September 2nd, 2011 2:24 PM

Ahead of the Sept. 2 release of the August jobs report, surveys had indicated the economy had added anywhere from 75,000 to 100,000 jobs that month. But those estimates turned out to be very wrong. Just minutes ahead of the release, CNBC's Rick Santelli went out on a limb predicting that no jobs had been added in August.


Santelli was right about that number. As CNBC reported just minutes later, not a single job was added overall to the payroll numbers and the unemployment rate stayed at 9.1 percent. The previous two months were revised downward to show an additional 58,000 jobs lost.


It was the first time since February 1945 that the report showed exactly zero net jobs.


The predictions of the economists interviewed by CNBC that morning ranged from 25,000 to 60,000 and CNBC's own Steve Liesman predicted 70,000. All of those guesses turned out to be overly optimistic.

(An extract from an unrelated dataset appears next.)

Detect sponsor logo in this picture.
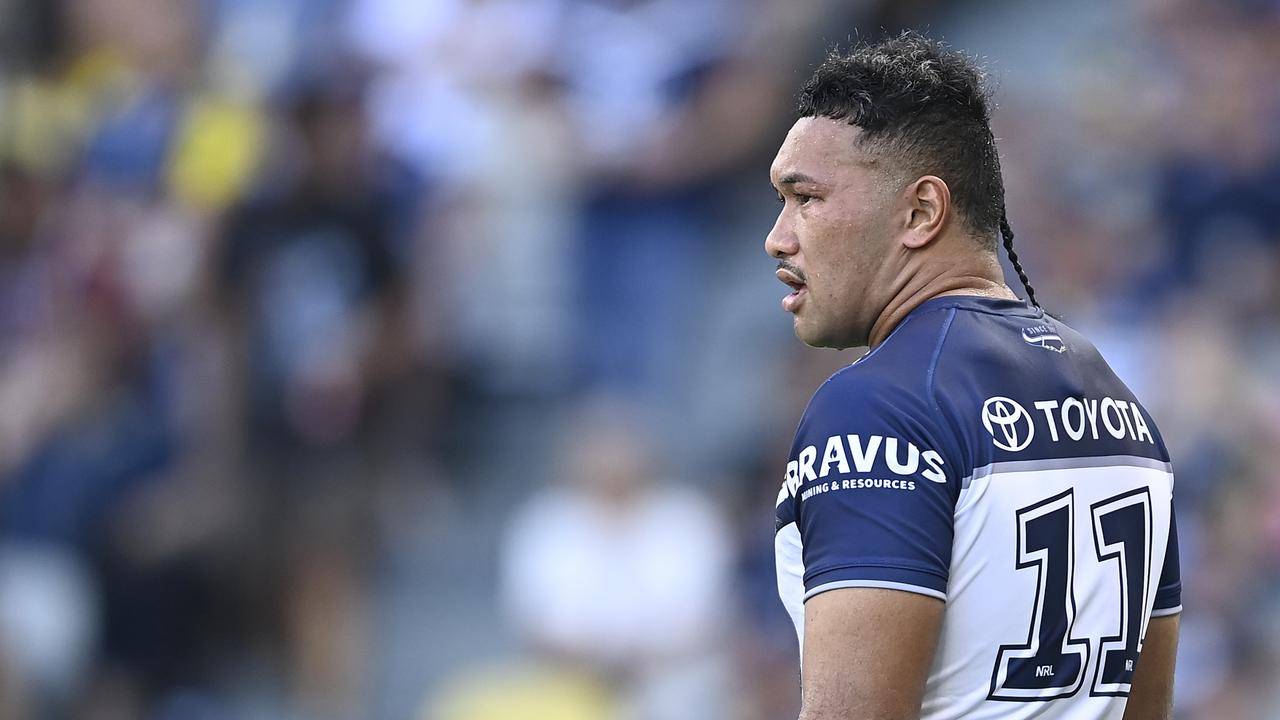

The timing of the bad news on the jobs front comes less than a week ahead of President Obama's big jobs speech, and as Republicans campaign against him and each other around the country. That's something neither Obama, nor some Republicans were expecting.


As Ben Smith wrote for Politico on Sept. 2, "With today's dismal jobs report confirming that the political landscape will likely be shaped by a sense of economic crisis, it's easy to forget how recently the leaders of both parties were expecting a recovery."


Even Mitt Romney, as of Sept. 2010, expected the economy to "be coming back," Smith reported. "This isn't the campaign either Obama or most Republicans expect to run, and if they seem caught off guard, it's because they were," Smith concluded.


Perhaps it is because politicians have been accepting too much of what the media tell them about the economy. Even after the dismal Sept. 2 report, CNBC guest Mark Zandi, Moody's Analytics chief economist, said: "It's obviously very dark, and we're very close to recession, but that doesn't mean we're going to go into recession. And the reason is, for a recession to occur businesses have to lay off workers and I don't think that's what's going on here. Businesses aren't laying off workers, they've stopped hiring."


So Zandi suggested it was still possible to avoid recession. But it would appear the public does not agree, since consumer confidence took a nosedive in August to a two-year low according to the Aug. 31 Investor's Business Daily. IBD reported that confidence dropped 14.7 points to 44.5.